Published in an issue of the Journal of Glaciology, the study was done by researchers from the Chinese Academy of Sciences joined by two glaciologists from The Ohio State University: Lonnie Thompson, Distinguished University Professor in the School of Earth Sciences and research scientist at the Byrd Polar and Climate Research Center, and Ellen Mosley-Thompson, Distinguished University Professor in Geography and director of the Byrd Polar and Climate Research Center.

Tibet has avoided climate change for decades despite glaciers in southern and eastern Tibet melting at an increasing rate. Extra snowfall had most likely created additional meltwater according to Lide Tian, a glaciologist at the Institute of Tibetan Plateau Research of the Chinese Academy of Sciences and lead author of the paper.

More than 70 million tons of ice broke off from the Aru glacier in western Tibet, falling onto nomadic yak herders in the valley below. "Given the rate at which the event occurred and the area covered, I think it could only happen in the presence of meltwater," Thompson said.
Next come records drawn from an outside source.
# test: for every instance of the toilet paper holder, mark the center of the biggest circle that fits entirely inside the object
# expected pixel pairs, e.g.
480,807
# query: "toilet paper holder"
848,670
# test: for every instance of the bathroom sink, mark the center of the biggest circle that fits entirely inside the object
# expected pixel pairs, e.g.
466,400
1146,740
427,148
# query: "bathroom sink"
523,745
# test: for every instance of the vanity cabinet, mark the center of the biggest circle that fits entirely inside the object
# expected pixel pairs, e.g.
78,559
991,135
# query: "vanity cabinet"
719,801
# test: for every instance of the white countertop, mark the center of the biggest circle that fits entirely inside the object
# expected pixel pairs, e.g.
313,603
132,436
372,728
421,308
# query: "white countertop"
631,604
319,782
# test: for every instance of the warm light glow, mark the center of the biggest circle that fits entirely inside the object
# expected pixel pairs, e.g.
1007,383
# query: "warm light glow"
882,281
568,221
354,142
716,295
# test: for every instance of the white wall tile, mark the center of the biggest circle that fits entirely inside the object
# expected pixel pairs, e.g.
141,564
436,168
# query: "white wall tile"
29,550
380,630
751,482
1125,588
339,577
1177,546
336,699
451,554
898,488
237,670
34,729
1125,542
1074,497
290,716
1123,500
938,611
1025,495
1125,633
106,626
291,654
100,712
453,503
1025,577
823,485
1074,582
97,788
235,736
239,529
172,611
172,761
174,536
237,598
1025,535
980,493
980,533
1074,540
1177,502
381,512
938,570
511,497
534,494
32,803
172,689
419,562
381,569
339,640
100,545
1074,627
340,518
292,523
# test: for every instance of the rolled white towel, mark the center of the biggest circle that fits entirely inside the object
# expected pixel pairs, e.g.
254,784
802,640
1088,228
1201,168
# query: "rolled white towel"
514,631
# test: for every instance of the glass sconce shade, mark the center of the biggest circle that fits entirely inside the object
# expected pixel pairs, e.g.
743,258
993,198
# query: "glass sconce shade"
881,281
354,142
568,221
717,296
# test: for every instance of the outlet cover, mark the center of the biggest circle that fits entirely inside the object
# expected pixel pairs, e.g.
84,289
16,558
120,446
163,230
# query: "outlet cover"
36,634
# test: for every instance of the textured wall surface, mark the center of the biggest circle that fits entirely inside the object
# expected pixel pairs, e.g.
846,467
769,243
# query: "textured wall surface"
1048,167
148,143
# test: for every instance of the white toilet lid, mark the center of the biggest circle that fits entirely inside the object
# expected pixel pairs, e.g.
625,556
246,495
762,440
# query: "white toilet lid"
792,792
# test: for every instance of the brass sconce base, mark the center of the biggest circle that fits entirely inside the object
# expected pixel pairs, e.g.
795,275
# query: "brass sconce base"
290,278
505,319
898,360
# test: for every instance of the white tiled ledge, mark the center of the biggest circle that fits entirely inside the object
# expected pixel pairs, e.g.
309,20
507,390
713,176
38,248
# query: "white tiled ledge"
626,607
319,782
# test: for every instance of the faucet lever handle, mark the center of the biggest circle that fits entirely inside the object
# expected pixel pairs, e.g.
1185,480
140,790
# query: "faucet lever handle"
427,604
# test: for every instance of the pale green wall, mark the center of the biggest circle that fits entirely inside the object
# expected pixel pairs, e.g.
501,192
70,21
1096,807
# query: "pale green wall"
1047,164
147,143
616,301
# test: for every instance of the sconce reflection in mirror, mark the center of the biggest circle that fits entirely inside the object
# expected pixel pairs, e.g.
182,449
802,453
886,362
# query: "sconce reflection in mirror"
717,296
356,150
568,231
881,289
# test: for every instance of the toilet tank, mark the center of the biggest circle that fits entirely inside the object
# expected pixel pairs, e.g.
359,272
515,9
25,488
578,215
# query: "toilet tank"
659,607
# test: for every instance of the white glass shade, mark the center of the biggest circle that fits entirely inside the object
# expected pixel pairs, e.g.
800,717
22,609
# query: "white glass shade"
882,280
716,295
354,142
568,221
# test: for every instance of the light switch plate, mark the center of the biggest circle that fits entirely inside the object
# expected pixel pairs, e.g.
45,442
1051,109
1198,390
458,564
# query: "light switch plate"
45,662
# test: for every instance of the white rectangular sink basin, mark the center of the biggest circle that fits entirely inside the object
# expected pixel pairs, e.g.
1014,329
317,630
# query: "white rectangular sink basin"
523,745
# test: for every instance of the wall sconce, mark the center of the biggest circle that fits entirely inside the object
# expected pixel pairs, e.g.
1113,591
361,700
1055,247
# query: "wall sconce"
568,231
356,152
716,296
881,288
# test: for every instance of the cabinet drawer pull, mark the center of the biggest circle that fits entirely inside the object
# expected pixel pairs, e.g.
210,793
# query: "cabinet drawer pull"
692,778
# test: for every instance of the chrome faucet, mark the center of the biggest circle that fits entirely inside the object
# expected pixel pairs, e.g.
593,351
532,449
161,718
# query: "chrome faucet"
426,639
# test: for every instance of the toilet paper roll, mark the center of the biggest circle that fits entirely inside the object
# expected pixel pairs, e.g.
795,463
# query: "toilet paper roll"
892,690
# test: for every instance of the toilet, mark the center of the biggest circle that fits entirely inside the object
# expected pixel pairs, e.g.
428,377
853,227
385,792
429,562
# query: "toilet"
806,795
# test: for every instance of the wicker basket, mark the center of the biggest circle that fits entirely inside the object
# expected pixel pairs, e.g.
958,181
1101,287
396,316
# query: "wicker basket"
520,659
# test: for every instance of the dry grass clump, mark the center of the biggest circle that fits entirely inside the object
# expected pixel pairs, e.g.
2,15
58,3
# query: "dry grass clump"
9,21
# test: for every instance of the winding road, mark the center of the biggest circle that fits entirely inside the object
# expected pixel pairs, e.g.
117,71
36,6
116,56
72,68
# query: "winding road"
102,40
Other nearby glaciers may be headed the same way, he added, "but unfortunately as of today, we have no ability to predict such disasters."
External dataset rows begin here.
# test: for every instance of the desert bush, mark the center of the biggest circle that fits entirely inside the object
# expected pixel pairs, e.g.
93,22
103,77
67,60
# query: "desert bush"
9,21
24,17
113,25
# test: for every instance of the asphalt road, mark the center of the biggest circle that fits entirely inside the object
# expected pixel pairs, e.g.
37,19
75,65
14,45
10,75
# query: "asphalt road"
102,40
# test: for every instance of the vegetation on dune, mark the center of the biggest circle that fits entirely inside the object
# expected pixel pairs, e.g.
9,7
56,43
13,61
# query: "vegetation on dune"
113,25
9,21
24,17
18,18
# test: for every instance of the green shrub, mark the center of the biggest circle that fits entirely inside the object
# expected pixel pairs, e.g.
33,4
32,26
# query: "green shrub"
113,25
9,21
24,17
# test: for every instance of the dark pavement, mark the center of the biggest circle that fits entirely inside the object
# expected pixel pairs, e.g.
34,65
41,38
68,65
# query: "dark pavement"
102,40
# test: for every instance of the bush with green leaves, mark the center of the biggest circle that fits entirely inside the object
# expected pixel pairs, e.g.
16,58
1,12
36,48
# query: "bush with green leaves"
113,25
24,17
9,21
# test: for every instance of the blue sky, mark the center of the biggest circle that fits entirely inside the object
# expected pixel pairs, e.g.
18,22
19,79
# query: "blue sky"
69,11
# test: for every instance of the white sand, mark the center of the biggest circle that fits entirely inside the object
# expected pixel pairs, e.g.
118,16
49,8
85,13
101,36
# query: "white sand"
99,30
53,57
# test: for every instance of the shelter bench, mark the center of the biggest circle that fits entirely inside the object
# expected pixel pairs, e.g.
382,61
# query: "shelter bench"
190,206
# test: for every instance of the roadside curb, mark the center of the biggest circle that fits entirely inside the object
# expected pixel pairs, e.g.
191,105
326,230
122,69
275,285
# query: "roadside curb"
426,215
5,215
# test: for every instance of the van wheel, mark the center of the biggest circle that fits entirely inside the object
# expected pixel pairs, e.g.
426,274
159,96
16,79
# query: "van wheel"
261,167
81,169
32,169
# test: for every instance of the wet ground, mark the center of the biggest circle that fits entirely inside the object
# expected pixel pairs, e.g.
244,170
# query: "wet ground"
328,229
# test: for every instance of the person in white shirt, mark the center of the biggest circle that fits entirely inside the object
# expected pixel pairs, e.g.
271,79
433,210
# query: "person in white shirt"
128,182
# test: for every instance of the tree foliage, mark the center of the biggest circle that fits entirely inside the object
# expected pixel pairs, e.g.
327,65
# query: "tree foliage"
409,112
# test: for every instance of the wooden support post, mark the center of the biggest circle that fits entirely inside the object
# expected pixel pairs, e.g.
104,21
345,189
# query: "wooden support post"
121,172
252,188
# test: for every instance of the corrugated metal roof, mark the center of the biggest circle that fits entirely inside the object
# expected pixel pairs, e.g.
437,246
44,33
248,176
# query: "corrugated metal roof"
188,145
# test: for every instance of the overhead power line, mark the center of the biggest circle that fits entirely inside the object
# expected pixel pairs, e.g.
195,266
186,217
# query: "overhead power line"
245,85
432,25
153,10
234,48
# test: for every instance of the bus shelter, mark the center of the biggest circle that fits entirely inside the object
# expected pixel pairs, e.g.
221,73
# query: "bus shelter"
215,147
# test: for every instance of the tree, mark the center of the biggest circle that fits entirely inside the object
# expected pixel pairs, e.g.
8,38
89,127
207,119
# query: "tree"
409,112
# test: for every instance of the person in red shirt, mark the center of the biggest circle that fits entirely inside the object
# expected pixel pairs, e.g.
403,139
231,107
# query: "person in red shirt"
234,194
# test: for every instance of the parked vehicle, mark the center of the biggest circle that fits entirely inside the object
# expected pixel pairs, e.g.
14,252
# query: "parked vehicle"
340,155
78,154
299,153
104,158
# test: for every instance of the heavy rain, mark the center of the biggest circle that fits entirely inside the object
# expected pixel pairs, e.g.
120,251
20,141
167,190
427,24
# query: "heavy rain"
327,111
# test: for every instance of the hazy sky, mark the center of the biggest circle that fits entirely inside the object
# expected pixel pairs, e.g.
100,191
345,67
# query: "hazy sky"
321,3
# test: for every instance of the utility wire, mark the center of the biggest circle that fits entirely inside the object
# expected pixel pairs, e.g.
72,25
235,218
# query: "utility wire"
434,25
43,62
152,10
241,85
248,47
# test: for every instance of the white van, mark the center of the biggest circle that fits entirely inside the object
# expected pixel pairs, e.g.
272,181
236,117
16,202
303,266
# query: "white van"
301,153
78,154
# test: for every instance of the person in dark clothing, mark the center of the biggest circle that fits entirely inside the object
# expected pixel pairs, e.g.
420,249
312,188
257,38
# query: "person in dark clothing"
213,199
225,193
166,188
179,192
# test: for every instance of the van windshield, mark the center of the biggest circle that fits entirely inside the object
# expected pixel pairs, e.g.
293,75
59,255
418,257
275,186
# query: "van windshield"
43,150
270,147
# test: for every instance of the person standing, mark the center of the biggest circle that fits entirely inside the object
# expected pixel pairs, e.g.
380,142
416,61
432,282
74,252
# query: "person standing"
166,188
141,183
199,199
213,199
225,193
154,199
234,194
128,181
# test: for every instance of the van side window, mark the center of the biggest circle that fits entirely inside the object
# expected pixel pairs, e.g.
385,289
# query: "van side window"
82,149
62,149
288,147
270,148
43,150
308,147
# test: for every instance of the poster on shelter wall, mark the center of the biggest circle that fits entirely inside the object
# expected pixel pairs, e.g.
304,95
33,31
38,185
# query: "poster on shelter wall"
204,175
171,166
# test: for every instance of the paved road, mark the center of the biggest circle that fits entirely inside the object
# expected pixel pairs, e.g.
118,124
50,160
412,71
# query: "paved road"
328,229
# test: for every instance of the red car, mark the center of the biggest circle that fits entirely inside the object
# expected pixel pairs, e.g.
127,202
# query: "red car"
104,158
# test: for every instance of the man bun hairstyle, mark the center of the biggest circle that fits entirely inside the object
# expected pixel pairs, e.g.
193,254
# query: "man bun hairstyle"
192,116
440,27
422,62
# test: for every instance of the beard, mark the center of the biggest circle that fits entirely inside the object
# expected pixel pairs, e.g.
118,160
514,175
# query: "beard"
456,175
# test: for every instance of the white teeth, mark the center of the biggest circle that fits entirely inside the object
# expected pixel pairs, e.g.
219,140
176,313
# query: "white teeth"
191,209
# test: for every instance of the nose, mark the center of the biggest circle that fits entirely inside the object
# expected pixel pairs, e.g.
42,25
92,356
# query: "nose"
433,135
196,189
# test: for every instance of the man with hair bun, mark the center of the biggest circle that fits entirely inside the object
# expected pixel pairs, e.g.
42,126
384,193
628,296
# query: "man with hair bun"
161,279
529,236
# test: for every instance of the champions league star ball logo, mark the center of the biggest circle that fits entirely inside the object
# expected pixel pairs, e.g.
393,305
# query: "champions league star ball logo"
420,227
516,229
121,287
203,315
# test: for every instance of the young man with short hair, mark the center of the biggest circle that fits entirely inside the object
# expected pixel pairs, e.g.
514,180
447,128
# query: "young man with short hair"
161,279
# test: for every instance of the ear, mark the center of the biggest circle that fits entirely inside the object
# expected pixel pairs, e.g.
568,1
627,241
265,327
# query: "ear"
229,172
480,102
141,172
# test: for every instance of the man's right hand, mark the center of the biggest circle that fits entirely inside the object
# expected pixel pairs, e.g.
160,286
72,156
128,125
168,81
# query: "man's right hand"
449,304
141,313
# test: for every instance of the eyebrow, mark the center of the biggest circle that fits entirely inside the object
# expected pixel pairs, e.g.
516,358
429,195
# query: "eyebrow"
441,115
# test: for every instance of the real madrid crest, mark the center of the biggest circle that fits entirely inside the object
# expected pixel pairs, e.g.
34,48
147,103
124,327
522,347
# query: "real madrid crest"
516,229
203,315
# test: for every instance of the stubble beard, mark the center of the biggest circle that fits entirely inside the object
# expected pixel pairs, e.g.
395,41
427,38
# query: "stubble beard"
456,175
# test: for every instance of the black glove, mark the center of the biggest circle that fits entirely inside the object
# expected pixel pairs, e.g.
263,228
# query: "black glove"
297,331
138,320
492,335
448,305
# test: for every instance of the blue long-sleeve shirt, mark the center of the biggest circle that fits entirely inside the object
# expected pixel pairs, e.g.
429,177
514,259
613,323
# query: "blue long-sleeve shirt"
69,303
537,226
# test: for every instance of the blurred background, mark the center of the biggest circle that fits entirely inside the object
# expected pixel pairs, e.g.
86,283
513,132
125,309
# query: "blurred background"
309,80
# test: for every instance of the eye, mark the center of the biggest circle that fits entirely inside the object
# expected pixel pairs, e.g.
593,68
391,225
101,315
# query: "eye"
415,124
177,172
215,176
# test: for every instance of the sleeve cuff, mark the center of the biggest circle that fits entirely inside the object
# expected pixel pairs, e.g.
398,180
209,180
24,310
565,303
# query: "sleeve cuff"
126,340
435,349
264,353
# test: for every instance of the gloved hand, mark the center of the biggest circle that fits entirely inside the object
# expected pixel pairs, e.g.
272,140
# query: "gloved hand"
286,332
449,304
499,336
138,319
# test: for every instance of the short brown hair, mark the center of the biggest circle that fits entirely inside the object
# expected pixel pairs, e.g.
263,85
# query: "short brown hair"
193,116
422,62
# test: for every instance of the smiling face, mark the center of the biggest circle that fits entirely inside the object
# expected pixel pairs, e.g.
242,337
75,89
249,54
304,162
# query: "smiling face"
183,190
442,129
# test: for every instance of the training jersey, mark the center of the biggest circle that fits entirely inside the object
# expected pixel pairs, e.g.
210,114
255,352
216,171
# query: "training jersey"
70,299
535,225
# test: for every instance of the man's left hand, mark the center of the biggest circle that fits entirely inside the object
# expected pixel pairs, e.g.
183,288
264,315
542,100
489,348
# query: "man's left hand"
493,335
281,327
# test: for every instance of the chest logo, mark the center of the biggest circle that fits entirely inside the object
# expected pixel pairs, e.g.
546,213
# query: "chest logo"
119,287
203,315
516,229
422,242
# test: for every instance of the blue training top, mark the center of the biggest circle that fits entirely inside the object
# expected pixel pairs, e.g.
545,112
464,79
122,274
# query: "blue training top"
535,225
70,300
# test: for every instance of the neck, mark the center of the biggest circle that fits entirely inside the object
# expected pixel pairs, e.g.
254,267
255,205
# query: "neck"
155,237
According to Thompson, the most vital fact about the avalanche was that it only lasted four or five minutes but still buried 3.7 square miles of the valley floor in that time. Thompson believes that the meltwater at the base of the glacier could have sped the avalanche's descent down the mountain.

Another glacier in the same mountain range gave way a couple of months later, this time without fatalities. Researchers were able to get precise measurements of how much ice fell in the first avalanche by utilizing satellite data and GPS. By working with computer modelers who were able to replicate the avalanche virtually, the researchers were able to conclude by the simulations that the cause of the avalanche was the presence of meltwater.

"We still don't know exactly where the meltwater came from, but given that the average temperature at the nearest weather station has risen by about 1.5 degrees Celsius (2.7 degrees Fahrenheit) over the last 50 years, it makes sense that snow and ice are melting and the resulting water is seeping down beneath the glacier," Thompson explained.